Moreover, the professional edition of HGMD offers additional details such as HGVS nomenclature for mutation sites, protein alterations, classification grades, genomic coordinates in Hg19 and Hg38 assemblies, protein structural domains, population frequencies, and software prediction outcomes.
OMIM Database
(https://www.ncbi.nlm.nih.gov/omim/)
The Online Mendelian Inheritance in Man (OMIM) database stands as a comprehensive and authoritative resource elucidating the relationship between human phenotypes and genotypes. It catalogs all known Mendelian disorders and provides information on over 16,000 genes, covering a significant portion of the human genome.
OMIM serves as a meticulous curator and integrator of published research findings, offering systematic organization and daily updates free of charge. A typical page within OMIM dedicated to a specific disease resembles a review article, comprising a spectrum of content including the relationship between phenotype and genotype, clinical synopsis, essential disease information and descriptions, clinical features, diagnosis, clinical management, pathogenesis, molecular genetics, population genetics, animal models, historical background, research progress, and references.
The ClinVar Database
(https://www.ncbi.nlm.nih.gov/clinvar/)
ClinVar serves as a publicly accessible repository housing data on human genetic variations and their correlations with diseases. It encompasses a diverse range of genetic alterations, comprising single nucleotide polymorphisms (SNPs), insertions, deletions (indels), among others. ClinVar has established itself as the foremost authoritative and comprehensive public database elucidating the associations between human genetic variations and disease phenotypes. It represents a pivotal component within the landscape of human genome information resources.
The main features of this database are as follows:
1. Data Sources: The ClinVar database primarily derives its data from a variety of literature sources, including scientific research papers, clinical diagnostic reports, and curated databases.

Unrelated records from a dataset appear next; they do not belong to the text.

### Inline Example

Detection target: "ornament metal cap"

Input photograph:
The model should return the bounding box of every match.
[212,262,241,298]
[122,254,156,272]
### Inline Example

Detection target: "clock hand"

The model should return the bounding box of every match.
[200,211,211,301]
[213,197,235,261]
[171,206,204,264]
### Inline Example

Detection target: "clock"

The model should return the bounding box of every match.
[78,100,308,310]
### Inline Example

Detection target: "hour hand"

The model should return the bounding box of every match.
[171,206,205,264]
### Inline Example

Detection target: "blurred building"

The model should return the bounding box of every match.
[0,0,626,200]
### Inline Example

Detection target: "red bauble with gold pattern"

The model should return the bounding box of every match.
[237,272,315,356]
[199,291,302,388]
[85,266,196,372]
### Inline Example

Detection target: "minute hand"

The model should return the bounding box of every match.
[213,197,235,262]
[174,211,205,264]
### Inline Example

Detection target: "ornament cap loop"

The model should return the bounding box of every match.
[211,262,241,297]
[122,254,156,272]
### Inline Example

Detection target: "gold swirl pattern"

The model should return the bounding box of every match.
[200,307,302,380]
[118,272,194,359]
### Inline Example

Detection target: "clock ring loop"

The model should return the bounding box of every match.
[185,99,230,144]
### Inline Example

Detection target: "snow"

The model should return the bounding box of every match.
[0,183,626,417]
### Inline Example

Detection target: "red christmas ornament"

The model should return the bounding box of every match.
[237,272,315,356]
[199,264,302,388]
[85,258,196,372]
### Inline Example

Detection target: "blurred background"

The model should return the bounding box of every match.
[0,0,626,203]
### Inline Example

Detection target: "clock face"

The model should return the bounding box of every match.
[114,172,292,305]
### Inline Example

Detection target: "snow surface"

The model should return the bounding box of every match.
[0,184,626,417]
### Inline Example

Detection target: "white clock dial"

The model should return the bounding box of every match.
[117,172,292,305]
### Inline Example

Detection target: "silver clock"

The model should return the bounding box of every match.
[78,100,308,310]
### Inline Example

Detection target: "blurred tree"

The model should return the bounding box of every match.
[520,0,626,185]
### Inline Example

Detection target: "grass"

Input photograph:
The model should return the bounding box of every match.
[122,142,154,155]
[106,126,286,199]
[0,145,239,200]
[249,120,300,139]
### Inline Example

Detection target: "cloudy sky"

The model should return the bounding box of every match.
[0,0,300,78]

2. Data Format: ClinVar adopts a non-relational database structure, storing data in XML format. Data are categorized into multiple dimensions, such as variant genotypes, associations between diseases and genetic variations, variant properties, the impact of variants on host genes, and evidence.
3. Data Quality: ClinVar maintains stringent criteria for the inclusion of genetic variations, necessitating standardized representation, robust evidence support, and transparent evidence pathways. These measures ensure the accuracy and authority of the data.
InterVar Database
(http://wintervar.WGlab.org/)
The InterVar database serves as a platform for the automated assessment of pathogenicity at variant loci. It enables the automated scoring of 18 out of the 28 criteria outlined in the American College of Medical Genetics and Genomics (ACMG) guidelines. The remaining 10 criteria require additional evidence input or parameter adjustments, such as validation results from Sanger sequencing or familial validation.
ClinGen Database
(https://www.clinicalgenome.org/)
ClinGen, sponsored by the National Institutes of Health (NIH), stands as a pivotal database resource in precision medicine, facilitating the exploration of clinical relevance in genes and variations. It provides insights into the dosage sensitivity of variations, aiding in the identification of mutation visibility and recessive abnormal patterns. Moreover, ClinGen integrates clinical, genetic, population, functional evidence, and expert review to classify variations’ pathogenicity based on ACMG/AMP guidelines, with results archived in ClinVar. Laboratories and clinical practitioners can utilize ClinGen’s variant curation tools to assess the evidence of pathogenicity for variations that have not yet undergone expert review.